By David Land (Head of Analysis)

The nervousness throughout the European region continues to limit any upside. The uncertainty that is driven on both a political and economic level fails to provide confidence that there is a turning point for the region in the near future. The analysis from the IMF has been important for the direction that the market has taken in recent days.

I think it underlines just how many issues there are to be dealt with by policy makers. At the same time it’s a reminder of how slow the committee thinking will be to deliver solutions. I believe that investors are greatly frustrated by the politicisation of critical decisions that would benefit from a degree of altruism on the part of the countries making them.

The Asian session has been doggedly positive again in many areas. Futures in the US have improved significantly off their lows which may provide some early cheer for the European markets. The combination of flow on from the IMF reporting and US earnings season hangs over global markets for the most part and has impacted outside of equities. The oil price was sent lower in overnight trade but has rallied back to short-term resistance levels during the Asian session.

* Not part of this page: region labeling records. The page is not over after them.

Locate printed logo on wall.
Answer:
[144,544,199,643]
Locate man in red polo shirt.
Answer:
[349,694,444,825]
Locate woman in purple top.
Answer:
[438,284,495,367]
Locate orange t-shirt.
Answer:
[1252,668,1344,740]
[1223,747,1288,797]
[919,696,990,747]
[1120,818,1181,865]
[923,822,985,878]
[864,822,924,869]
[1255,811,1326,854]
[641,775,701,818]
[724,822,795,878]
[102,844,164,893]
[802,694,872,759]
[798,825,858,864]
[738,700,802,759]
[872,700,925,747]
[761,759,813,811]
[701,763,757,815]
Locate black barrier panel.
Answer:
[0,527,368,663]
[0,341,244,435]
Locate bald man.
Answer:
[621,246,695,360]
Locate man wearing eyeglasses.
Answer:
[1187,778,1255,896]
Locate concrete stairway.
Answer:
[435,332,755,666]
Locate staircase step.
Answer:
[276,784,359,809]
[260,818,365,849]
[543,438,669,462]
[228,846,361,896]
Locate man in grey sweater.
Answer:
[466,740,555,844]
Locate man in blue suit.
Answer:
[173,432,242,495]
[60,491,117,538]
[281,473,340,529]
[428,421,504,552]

I think there has been some paring back of negative expectations for the outlook in China. Whilst this isn’t a switch back to sentiment of last year it’s a big improvement and we see this reflected in some of the currency and commodity markets. Keep in mind too that the market has been priming for a poor reporting season in the US so it wont take too much in the way of outperformance to provide a boost for US equity and wider sentiment that it impacts upon.

 

November Rate Cut Likely Due to Higher Unemployment

By Ben Taylor (Sales Trader, CMC Markets)
 

The Australian market has reversed its initial losses as the unemployment rate moved higher increasing the likelihood of a November rate cut. The unemployment numbers showed better than expected full time employment, as well as a rise in the participation rate and the unemployment rate.

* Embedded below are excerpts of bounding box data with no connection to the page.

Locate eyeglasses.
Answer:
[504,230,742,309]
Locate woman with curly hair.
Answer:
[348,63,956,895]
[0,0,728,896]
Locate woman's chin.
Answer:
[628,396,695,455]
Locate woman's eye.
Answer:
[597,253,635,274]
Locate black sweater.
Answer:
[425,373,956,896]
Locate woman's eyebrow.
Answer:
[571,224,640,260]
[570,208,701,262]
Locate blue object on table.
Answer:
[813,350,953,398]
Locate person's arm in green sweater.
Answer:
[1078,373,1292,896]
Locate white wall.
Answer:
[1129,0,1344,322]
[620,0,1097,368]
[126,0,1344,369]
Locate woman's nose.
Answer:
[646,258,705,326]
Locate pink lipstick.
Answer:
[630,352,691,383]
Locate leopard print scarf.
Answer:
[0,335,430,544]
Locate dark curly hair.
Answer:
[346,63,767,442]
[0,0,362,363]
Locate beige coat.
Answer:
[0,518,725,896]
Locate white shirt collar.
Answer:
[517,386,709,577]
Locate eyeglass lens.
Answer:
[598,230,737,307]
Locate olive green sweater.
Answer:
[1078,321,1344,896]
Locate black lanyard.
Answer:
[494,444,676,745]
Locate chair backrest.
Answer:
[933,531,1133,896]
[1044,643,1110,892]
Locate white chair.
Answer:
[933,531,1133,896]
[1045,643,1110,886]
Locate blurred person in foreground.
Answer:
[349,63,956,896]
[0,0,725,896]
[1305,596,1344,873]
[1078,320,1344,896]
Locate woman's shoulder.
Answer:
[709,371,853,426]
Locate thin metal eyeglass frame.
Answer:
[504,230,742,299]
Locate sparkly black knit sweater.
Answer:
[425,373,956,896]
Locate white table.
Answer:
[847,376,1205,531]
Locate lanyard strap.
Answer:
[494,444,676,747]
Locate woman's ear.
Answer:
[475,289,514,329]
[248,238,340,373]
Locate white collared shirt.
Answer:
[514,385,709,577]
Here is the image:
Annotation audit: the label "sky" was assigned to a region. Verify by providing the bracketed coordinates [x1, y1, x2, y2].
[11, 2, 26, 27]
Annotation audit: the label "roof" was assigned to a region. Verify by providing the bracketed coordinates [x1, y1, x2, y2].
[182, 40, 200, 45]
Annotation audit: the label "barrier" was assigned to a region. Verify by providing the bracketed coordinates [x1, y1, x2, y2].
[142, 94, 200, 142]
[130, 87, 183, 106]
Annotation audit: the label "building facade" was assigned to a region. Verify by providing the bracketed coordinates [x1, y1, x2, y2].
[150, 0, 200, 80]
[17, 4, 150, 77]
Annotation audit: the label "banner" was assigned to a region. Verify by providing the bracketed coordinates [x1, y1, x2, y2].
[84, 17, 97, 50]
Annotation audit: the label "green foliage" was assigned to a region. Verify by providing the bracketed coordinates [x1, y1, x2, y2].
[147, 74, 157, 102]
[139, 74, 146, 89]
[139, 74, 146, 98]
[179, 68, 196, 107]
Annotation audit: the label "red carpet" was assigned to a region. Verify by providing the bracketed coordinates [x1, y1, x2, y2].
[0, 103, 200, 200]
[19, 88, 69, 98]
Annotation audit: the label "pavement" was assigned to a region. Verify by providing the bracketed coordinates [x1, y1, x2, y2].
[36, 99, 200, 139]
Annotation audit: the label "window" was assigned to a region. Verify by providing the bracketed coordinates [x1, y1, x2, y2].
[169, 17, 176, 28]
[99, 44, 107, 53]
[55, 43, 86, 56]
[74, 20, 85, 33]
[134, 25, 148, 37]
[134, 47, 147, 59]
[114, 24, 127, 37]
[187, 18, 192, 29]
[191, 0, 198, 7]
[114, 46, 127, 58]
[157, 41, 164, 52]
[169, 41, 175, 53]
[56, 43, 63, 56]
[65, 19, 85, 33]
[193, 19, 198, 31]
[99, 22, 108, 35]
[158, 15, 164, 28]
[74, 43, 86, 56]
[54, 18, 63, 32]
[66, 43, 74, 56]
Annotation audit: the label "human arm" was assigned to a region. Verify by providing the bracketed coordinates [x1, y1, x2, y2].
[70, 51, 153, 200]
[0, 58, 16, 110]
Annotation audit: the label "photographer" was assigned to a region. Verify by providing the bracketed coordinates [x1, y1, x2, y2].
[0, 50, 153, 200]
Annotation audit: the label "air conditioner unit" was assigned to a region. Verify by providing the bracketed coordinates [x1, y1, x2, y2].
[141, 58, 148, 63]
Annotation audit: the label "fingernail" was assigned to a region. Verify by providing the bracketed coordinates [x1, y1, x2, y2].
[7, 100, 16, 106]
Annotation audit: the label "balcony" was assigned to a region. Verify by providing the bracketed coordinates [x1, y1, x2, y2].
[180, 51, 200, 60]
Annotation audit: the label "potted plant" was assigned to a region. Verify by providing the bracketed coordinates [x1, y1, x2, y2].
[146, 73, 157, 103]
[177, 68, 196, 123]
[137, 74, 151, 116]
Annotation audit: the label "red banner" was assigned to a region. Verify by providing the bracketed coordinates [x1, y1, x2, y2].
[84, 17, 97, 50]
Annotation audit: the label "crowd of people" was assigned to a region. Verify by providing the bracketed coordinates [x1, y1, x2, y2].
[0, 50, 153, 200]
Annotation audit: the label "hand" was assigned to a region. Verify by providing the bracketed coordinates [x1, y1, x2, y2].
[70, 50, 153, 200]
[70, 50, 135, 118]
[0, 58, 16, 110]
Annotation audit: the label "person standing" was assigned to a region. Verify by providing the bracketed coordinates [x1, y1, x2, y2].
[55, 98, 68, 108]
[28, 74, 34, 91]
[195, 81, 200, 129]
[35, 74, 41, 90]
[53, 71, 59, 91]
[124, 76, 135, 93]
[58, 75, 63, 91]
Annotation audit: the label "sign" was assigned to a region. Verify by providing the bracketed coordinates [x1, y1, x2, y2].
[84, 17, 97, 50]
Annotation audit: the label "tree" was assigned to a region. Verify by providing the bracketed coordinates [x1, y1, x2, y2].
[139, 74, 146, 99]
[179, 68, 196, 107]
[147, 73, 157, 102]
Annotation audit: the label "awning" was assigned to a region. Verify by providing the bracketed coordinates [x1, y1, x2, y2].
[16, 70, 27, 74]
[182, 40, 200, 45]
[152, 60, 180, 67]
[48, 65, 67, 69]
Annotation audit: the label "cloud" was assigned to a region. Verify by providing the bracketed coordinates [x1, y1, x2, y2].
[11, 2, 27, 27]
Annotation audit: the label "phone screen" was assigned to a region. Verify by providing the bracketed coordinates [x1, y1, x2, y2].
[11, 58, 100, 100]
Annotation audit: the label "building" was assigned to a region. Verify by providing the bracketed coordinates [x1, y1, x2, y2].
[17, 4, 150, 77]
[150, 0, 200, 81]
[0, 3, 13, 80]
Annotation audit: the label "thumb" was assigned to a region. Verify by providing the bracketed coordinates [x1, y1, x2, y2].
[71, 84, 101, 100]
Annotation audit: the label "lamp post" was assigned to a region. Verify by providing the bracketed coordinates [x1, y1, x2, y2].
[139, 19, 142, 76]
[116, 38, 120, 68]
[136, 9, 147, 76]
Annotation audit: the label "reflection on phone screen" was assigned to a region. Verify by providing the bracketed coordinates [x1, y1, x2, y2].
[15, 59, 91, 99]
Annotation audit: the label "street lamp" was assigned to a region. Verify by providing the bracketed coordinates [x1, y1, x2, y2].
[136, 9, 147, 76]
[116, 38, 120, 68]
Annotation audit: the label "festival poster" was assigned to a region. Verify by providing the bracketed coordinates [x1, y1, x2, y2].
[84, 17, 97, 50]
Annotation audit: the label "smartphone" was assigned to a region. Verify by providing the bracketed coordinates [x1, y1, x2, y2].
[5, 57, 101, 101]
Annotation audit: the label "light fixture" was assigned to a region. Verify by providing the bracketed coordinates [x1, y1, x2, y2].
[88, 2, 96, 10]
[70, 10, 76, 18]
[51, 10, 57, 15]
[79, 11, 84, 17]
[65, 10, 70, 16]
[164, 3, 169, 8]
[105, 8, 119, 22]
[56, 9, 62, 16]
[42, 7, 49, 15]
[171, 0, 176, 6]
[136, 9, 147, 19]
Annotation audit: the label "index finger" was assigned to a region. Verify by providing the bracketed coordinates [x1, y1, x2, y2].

The result conveys a soft labour market in the mix of waning growth both domestically and overseas.  With unemployment on the rise, October’s rate cut was well and truly justified today.  The percentage chance of a rate cut in November just got better. The easing bias is here to stay. Today’s result has helped our local market defy overseas leads and pushed us into positive territory despite an overwhelming case of macro woes.  The warning signs are building from US companies as we head into the US reporting season.

Alcoa has downgraded its December quarter guidance and Chevrons announcement last night of lower earnings are examples of large companies currently struggling with the current slowdown. Open ended quantitive easing from the Federal Reserve seem to be doing little to lift the market’s belief that a turnaround is definite. Downgrades from the IMF and World Bank have spoilt the party lately while the continuous unrest in Europe ensures headlines focus on an untenable situation.